AMD
Compute engines can be used for multiple different purposes on GCN hardware:
Long running compute jobs can be offloaded to a compute queue. If a job is known to be possibly wasting a lot of time in stalls, it can be outsourced from busy queues. This comes at the benefit of achieving better shader utilization as 3D and compute workload can be interleaved on every level in hardware, from the scheduler down to actual execution on the compute units. High priority jobs can be scheduled to a dedicated compute queue. They will go into the next free execution slot on the corresponding ACE. They can not preempt running shaders, but they will skip any queued ones. Make proper use of the priority setting on the compute queue to achieve this behaviour. Get around the execution slot limit. When executing compute shaders with tiny grids, down to the minimum of 64 threads per thread group, you would under utilize the GPU using only a single engine. By utilizing all 8 ACE units together with the 3D Engine, you can achieve up to 640 active grids on Fiji. This is precisely the upper occupation limit and maximizes utilization, even if each grid only yields a single wavefront. You should still prefer issuing less commands with larger grids instead. Pushing the hardware to the limits like this can expose other unexpected bottlenecks. Create more back pressure. By providing additional jobs on a compute engine, the impact of blocking barriers in other queues can be avoided. Barriers or fences placed on other queues are not causing any interference. GCN is still perfectly happy to accept compute commands in the 3D queue.

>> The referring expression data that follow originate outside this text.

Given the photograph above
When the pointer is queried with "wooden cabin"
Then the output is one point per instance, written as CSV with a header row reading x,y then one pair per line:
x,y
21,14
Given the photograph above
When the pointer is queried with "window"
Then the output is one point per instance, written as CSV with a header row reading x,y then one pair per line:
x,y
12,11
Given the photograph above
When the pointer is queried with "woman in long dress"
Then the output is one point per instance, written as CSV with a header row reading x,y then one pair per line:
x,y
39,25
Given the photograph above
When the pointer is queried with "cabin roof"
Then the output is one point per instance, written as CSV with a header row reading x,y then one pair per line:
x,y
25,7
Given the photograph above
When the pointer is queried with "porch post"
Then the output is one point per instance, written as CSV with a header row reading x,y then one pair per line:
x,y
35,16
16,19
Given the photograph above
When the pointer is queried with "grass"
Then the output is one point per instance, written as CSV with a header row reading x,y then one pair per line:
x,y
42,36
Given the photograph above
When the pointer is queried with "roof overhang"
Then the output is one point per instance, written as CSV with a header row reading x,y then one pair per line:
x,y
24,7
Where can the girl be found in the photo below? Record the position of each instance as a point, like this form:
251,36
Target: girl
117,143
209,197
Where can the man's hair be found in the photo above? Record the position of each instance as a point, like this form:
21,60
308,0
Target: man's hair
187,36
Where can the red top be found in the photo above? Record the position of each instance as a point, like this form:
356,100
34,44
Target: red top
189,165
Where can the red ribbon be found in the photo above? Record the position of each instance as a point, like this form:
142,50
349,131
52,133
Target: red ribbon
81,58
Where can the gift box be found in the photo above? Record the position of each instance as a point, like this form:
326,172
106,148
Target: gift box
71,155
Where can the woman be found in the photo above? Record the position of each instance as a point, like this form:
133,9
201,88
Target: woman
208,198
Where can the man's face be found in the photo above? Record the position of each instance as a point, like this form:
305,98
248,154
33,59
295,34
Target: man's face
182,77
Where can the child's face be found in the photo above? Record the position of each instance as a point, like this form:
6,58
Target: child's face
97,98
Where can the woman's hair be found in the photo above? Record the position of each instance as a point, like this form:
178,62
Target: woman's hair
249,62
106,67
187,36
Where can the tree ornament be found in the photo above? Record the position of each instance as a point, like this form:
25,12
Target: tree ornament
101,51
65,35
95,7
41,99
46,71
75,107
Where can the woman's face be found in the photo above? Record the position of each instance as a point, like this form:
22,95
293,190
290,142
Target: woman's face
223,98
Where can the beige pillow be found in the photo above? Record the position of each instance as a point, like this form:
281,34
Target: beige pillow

There is no penalty for mixing draw calls and compute commands in the 3D queue. In fact, compute commands have approximately the same performance as draw calls with proxy geometry10.
Compute commands should still be preferred for any non-geometry related operation for practical reasons, such as utilizing the local shared memory and increasing possible concurrency.
Offloading compute commands to the compute queue is a good chance to increase GPU utilization.
10 Proxy geometry refers to a technique where you are using a simple geometry, like a single screen filling square, to apply post processing effects and alike to 2D buffers.
Nvidia
Due to the possible performance penalties from using compute commands concurrently with draw calls, compute queues should mostly be used to offload and execute compute commands in batch.
There are multiple points to consider when doing this:
The workload on a single queue should always be sufficient to fully utilize the GPU. There is no parallelism between the 3D and the compute engine so you should not try to split workload between regular draw calls and compute commands arbitrarily. Make sure to always properly batch both draw calls and compute commands. Pay close attention not to stall the GPU with solitary compute jobs limited by texture sample rate, memory latency or anything alike. Other queues can't become active as long as such a command is running. Compute commands should not be scheduled on the 3D queue. Doing so will hurt the performance measurably. The 3D engine does not only enforce sequential execution, but the reconfiguration of the SMM units will impair performance even further. Consider the use of a draw call with a proxy geometry instead when batching and offloading is not an option for you. This will still save you a few microseconds as opposed to interleaving a compute command. Make 3D and compute sections long enough. Switching between compute and 3D queues results in a full flush of all pipelines. The GPU should have spent enough time in one mode to justify the penalty for switching. Beware that there is no active preemption, a long running shader in either engine will stall the transition. Despite the limitations, the use of compute shaders should still be considered. The reduced overhead and effectively higher level of concurrency compared to classic draw calls with proxy geometry can still yield remarkable performance gains.
Additional care is required to cleanly separate the render pipeline into batches.
If async compute with support for high priority jobs and independent scheduling is a hard requirement, consider the use of CUDA for these jobs instead of the DX12 API.
With GK110 and later, CUDA bypasses the graphics command processor and is handled by a dedicated function unit in hardware which runs uncoupled from the regular compute or graphics engine. It even supports multiple asynchronous queues iin hardware as you would expect.
Ask your personal Nvidia engineer for how to share GPU side buffers between DX12 and CUDA.